The potato bugs have started spreading onto other plants so I've had to pick almost all our eggplant and quick make meals that we can freeze because there isn't much else you can do with eggplant that won't have it turn out mushy. So we'll be eating quite a few eggplant parmigiana and pasta meals in the near future.

One of my favorite canning veggies are the green beans. Not only is it my favorite way to eat them but I don't have a pressure cooker, which is required for canning beans. So it becomes a social event as I help my mother-in-law pick her beans and we combine what we have to get enough canners for both of us and she pressure cooks them. (Dusty and Rosie both helped us with different steps this year which was really nice.)

My least favorite, and a first time canning item for me, has been preserving the tomatoes. I was slowly skinning and freezing them as they came but the tomato plants are in full harvest mode now and there was no way I could keep up. It was getting to be really overwhelming.
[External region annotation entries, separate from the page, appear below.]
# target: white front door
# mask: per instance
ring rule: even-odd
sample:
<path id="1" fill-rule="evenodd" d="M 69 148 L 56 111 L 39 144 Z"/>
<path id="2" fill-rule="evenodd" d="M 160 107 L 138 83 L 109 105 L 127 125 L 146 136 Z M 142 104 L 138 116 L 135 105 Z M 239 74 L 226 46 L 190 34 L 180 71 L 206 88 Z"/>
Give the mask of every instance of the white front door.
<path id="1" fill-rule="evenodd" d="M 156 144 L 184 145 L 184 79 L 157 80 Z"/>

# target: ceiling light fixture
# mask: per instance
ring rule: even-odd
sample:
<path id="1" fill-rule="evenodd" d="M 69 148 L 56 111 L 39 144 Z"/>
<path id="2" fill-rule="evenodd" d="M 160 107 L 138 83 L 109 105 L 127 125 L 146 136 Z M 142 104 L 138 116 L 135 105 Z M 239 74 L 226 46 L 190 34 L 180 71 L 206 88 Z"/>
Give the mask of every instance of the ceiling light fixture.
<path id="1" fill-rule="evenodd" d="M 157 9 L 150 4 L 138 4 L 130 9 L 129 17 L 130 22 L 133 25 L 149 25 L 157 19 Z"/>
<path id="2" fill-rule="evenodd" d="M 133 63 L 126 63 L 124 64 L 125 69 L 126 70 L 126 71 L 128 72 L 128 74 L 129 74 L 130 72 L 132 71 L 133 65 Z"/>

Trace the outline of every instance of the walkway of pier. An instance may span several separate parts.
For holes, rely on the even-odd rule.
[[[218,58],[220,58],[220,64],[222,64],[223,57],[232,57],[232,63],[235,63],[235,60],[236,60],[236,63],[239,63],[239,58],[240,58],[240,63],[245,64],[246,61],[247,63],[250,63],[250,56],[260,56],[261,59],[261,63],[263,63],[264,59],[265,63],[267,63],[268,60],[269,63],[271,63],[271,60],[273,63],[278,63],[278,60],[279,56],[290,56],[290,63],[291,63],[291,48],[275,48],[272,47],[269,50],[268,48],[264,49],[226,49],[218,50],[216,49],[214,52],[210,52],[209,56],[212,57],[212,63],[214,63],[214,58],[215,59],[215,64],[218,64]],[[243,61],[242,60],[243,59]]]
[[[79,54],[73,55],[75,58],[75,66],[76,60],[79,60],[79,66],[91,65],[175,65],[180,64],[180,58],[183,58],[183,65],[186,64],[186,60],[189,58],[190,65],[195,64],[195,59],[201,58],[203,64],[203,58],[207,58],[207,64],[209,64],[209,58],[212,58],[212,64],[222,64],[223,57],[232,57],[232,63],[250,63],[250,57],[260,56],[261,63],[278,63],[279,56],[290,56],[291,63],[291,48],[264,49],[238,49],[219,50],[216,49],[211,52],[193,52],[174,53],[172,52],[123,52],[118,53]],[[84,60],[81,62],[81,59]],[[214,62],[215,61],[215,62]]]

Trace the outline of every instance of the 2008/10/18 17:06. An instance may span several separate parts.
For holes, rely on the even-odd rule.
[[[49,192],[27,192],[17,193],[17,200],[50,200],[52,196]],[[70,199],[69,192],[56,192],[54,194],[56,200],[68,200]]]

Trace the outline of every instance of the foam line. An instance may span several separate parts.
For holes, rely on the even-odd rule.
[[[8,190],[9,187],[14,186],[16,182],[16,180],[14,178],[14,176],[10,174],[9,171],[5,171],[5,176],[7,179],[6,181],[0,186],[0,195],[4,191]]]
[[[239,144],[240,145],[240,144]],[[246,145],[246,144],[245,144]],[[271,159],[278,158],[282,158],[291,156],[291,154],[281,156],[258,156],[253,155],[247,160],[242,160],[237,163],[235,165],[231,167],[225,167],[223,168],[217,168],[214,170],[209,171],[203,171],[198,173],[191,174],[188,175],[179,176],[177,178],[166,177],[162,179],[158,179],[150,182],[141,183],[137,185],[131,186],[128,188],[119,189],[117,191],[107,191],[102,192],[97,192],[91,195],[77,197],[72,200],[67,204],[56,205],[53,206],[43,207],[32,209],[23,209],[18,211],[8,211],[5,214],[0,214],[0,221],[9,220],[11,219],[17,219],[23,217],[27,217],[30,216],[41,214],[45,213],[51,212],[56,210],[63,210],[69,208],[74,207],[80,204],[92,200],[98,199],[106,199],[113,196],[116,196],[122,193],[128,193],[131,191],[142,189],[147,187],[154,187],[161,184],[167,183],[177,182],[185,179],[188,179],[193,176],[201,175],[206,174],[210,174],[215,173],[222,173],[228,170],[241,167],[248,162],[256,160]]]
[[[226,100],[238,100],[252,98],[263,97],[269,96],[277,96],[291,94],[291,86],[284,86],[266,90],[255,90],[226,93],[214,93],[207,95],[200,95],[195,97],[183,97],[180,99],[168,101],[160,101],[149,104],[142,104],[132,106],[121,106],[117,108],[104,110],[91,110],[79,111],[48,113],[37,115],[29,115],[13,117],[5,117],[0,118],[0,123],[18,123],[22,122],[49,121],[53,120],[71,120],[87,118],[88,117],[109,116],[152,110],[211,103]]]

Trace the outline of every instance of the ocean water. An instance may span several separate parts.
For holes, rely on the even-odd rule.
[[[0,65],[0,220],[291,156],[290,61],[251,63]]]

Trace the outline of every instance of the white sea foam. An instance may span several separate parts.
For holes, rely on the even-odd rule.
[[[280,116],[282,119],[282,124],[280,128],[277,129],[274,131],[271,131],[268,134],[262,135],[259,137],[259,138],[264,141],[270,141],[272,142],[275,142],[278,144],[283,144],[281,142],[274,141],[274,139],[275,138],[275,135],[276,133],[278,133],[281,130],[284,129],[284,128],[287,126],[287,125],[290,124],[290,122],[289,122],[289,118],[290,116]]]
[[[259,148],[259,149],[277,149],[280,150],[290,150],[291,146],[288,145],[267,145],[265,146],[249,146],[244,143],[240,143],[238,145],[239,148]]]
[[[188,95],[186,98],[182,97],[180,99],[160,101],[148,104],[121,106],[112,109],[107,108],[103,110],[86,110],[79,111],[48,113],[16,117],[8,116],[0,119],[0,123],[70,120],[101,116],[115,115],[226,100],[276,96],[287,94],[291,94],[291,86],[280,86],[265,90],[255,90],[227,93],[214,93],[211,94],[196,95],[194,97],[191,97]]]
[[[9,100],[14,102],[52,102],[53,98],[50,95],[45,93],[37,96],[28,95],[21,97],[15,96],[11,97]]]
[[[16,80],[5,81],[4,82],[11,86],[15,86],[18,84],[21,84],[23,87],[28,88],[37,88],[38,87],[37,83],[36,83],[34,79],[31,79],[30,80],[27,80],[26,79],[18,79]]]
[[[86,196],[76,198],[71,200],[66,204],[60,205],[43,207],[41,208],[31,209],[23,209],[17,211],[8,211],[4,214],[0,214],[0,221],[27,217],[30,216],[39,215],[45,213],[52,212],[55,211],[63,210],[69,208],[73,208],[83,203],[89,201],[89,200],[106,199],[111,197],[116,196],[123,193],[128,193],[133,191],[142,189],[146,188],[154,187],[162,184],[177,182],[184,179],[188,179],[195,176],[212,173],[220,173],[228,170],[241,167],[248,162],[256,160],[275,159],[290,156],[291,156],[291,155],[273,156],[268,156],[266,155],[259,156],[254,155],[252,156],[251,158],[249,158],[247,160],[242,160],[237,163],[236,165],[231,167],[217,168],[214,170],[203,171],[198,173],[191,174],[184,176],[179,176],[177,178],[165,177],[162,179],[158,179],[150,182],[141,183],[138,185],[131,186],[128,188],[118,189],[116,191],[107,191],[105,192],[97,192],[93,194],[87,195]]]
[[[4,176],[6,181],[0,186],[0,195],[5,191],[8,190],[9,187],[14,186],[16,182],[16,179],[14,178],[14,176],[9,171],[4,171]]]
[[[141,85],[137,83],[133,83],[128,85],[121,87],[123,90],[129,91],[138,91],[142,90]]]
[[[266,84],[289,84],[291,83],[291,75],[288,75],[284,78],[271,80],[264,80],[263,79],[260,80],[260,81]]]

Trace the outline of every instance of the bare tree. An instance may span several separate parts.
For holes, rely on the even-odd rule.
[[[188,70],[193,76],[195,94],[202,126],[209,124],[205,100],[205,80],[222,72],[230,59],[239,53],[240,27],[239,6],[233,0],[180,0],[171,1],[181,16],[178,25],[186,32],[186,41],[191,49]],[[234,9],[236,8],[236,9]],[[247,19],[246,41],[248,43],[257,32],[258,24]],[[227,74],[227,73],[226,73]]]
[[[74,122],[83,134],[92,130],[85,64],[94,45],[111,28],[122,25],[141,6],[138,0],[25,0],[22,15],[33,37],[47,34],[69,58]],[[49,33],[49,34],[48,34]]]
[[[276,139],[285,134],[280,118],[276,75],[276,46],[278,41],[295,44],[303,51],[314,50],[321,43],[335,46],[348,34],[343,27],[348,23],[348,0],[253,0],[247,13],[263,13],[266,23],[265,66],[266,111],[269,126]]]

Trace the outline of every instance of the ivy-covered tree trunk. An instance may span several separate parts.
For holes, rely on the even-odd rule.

So Dusty and I took the plunge and bought a tomato juicer. The kids were thrilled!


So far, I've cooked down about 50 lbs of tomatoes into a sauce and I have to do that yet again to get through what we've harvested so far. Worse yet? It's just sitting in my fridge as we haven't even canned them yet. My fridge is stock full of tomato sauce and juice and I don't foresee an open day for Dusty and I to actually jar them until after our big party this weekend.

Somebody hold me?

The good news is that we should really save quite a bit of money on our grocery bill this year. I've got at least 8 meals prepared in the freezer along with the foods we've frozen and canned. Here's hoping the garden stops soon or at least slows down enough to just enjoy as we go.

P.S.
I didn't even mention the pepper jelly, salsa, beets, brussel sprouts, roma green beans and stuffed peppers I've worked on in the last month or so. Do you see why I'm so overwhelmed now?